INCOGNITA

Il destino di Ettore Majorana

Parte Quarta

Ufficio Stampa
Fonte: thexplan.net
L’ISOLAMENTO

Al suo ritorno in Italia Majorana accuso’ una gastrite che lo rese ancora piu’ chiuso in se stesso. Tendiamo a condividere l’opinione di alcuni secondo cui tale disturbo fisico era la conseguenza di un profondo conflitto interiore dello scienziato legato alle rivelazioni o conferme ottenute in Europa e che non voleva (o non poteva) comunicare al di fuori. Le sue visite all’Istituto di Fisica di via Panisperna si fecero sempre piu’ rare fino a cessare del tutto e il suo umore si incupi’ tanto che spesso si chiudeva in casa, non vedeva nessuno e non curava la sua persona; tuttavia egli continuava a lavorare ai suoi studi. Rifiuto’ tutte le offerte arrivategli da Universita’ e istituti americani (Yale) e sovietici. Questo periodo di isolamento duro’ quattro anni durante i quali non e’ chiaro a quale materia si fosse dedicato, ma sembra avesse a che fare con la fotoconducibilita’ delle lamine metalliche (questo dato e’ importante alla luce di quello che sarebbe accaduto negli anni della scomparsa con riferimento alla costruzione del “Raggio della Morte” mai smentito dalle istituzioni ufficiali e che coinvolse attivamente persino il Vaticano). Solo due pubblicazioni ufficiali rimangono, mentre il resto degli scritti non e’ mai stato trovato.
Alcune fonti ritengono che egli avesse proseguito gli studi della Fusione Nucleare a Freddo, riuscendo a realizzarla per gli atomi leggeri (Idrogeno e suoi isotopi). Coincidentalmente in quegli anni Fermi e i suoi collaboratori costruirono un generatore artificiale di neutroni per mezzo di ioni di deuterio accelerati a 200KV che colpivano un composto ricco di deuterio. Enrico Fermi, nell’attivare il generatore di neutroni, realizzava di fatto una fusione ultrafredda con ghiaccio pesante (ghiaccio composto di acqua pesante o D2O) mantenuto a bassissima temperatura con il raffreddamento ad aria liquida in modo da bilanciare l’enorme calore prodotto dalla reazione di fusione.
Laura Fermi sembro’ confermare che in quel periodo Majorana ancora frequentasse l’Istituto di Roma e cercava in particolare due persone, Fermi e Rasetti (che erano i due firmatari del progetto sul generatore di neutroni assieme ad Amaldi):

Majorana aveva continuato a frequentare l'Istituto di Roma e a lavorarvi saltuariamente, nel suo modo peculiare, finché nel 1933 era andato per qualche mese in Germania. Al ritorno non riprese il suo posto nella vita dell'Istituto; anzi, non volle più farsi vedere nemmeno dai vecchi compagni. Sul turbamento del suo carattere dovette certamente influire un fatto tragico che aveva colpito la famiglia Majorana. Un bimbo in fasce, cugino di Ettore, era morto bruciato nella culla, che aveva preso fuoco inspiegabilmente...

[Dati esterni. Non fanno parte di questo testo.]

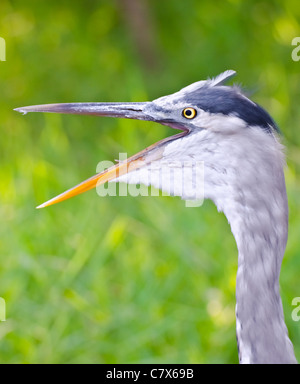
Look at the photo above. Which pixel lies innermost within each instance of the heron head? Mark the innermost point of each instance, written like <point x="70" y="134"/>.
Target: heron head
<point x="206" y="112"/>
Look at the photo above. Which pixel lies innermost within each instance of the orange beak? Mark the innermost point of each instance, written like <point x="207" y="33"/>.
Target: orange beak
<point x="125" y="110"/>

Un avvertimento? Majorana aveva confidato alla sorella Maria la sua convinzione che i fisici fossero su una strada sbagliata, ovviamente alludendo ai test atomici.
Fermi e Heisenberg furono gli scienziati che piu’ influenzarono Majorana (forse gli unici che si avvicinavano a comprendere il suo genio). Il secondo, in particolare, durante la prigionia (Agosto 1945) nella residenza di Farm Hall (Cambridge, Gran Bretagna), dimostro’ ai suoi colleghi che la bomba atomica era alla portata degli scienziati tedeschi negli anni trenta, ma che essi si sarebbero rifiutati di costruirla ritardando le ricerche atomiche. Cosa che non successe agli scienziati (in massima parte tedeschi) che lavorarono in USA nello stesso periodo al Manhattan Project.